ЛЕКЦИЯ 10. История перевода и переводоведческой мысли в России.
История перевода в России, несомненно имеет свои особенности, хотя бы даже хронологические, однако, те тенденции в переводе, которые мы отметили в прошлый раз, характерны и для перевода в России. Я имею ввиду, прежде всего, спиралевидную эволюцию взглядов на перевод, проходящую на каждом своем витке две крайности – буквальный перевод (или "переселение читателя к автору произведения") и вольный перевод (в частности, "склонение оригинала на свои нравы"). Как мы увидим, обе эти концепции, а также их компромиссные варианты, находят отражение во взглядах самых известных русских писателей и переводчиков. Целью этой лекции является не столько хронология развития переводческой мысли в России, сколько знакомство со взглядами некоторых выдающихся переводчиков.
§ 1. Древность
Начало русской переводной письменности восходит еще ко времени Киевской Руси (10-14 вв), поддерживающей оживленные торговые и культурные связи с Византией (среднегреческий), славянскими государствами, Германией, Францией. Отмечается особая значимость и широкий масштаб переводческой деятельности в Древней Руси, поскольку переводы в колличественном отношении занимали главное место в древней русской письменности. Особенностью первых русских переводов (религиозные тексты и исторические хроники) была связь с живым языком тогдашней Руси, обеспечивающая относительно высокий уровень переводов, хотя перевод и осуществлялся в рамках пословности. Среди произведений древнерусской переводной литературы особой популярностью пользовались "Александрия" и "Троянская притча".

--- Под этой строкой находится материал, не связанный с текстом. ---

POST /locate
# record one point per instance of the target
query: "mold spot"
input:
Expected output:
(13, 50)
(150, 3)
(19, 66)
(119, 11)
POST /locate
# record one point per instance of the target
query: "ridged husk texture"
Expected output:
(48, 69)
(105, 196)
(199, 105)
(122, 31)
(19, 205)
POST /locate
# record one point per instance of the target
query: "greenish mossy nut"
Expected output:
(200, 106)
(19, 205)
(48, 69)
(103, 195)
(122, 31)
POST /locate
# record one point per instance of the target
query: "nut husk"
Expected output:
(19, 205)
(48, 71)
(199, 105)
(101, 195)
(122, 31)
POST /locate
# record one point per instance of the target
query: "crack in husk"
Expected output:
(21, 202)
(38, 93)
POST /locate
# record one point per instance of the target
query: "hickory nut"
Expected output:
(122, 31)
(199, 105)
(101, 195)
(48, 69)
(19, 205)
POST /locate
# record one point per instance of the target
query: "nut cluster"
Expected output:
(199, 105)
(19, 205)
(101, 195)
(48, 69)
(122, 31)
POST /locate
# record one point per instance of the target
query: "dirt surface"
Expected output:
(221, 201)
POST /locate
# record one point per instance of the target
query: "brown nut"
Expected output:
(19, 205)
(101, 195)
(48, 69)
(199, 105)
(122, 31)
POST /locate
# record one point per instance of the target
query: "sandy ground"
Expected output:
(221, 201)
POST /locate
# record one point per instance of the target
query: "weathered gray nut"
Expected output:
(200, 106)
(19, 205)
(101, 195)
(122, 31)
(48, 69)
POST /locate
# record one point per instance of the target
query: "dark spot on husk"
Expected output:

Выдающимся деятелем в области перевода Московского периода (14-17 вв) является Максим Грек (16 в), ученый монах приглашенный в Москву с Афона (Греция) и создавший свою школу перевода. Ключевым моментом его концепции было требование всестороннего анализа оригинала, (особое внимание уделялось грамматическим структурам) и поиску того, что мы сейчас называем, закономерными грамматическими соответствиями. Переводчиками в тот период выступали иностранцы толмачи из Посольского приказа в Москве, их переводы светстких и научных произведений часто грешили дословностью, непонятностью, тяжеловесностью, однако, это проистекало не из слепого почтения к букве подлинника. а из неумения выразить содержание переводимого текста. Чешская исследовательница Светла Матхаузерова реконструирует, по сохранившимся текстам несколько систем перевода, существовавших у древнерусских книжников.

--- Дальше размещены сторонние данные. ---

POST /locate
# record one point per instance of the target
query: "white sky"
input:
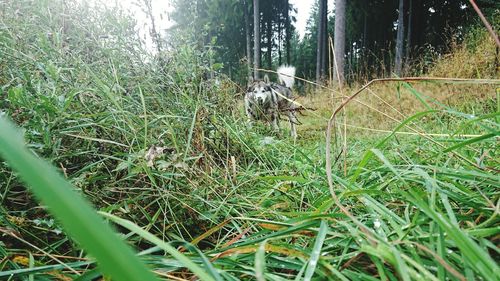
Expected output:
(160, 7)
(303, 12)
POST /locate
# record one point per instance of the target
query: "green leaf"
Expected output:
(76, 215)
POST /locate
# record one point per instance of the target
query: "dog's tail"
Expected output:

1. принцип перевода по смыслу, утверждение необходимости переводить "силу и разум" оригинала.
2. вольный перевод, применявшийся, в основном, к произведениям светской литературы.
3. принцип дословного воспроизведения подлинника (16-17 вв)
4. школа Максима Грека, т.е грамматическая теория перевода
5. 2синтетическая теория перевода", отразившаяся в деятельност Симеона Полоцкого (17 в) и выражавшаяся в требовании переводить "и разум и речение", т.е. смысл и форму выражения.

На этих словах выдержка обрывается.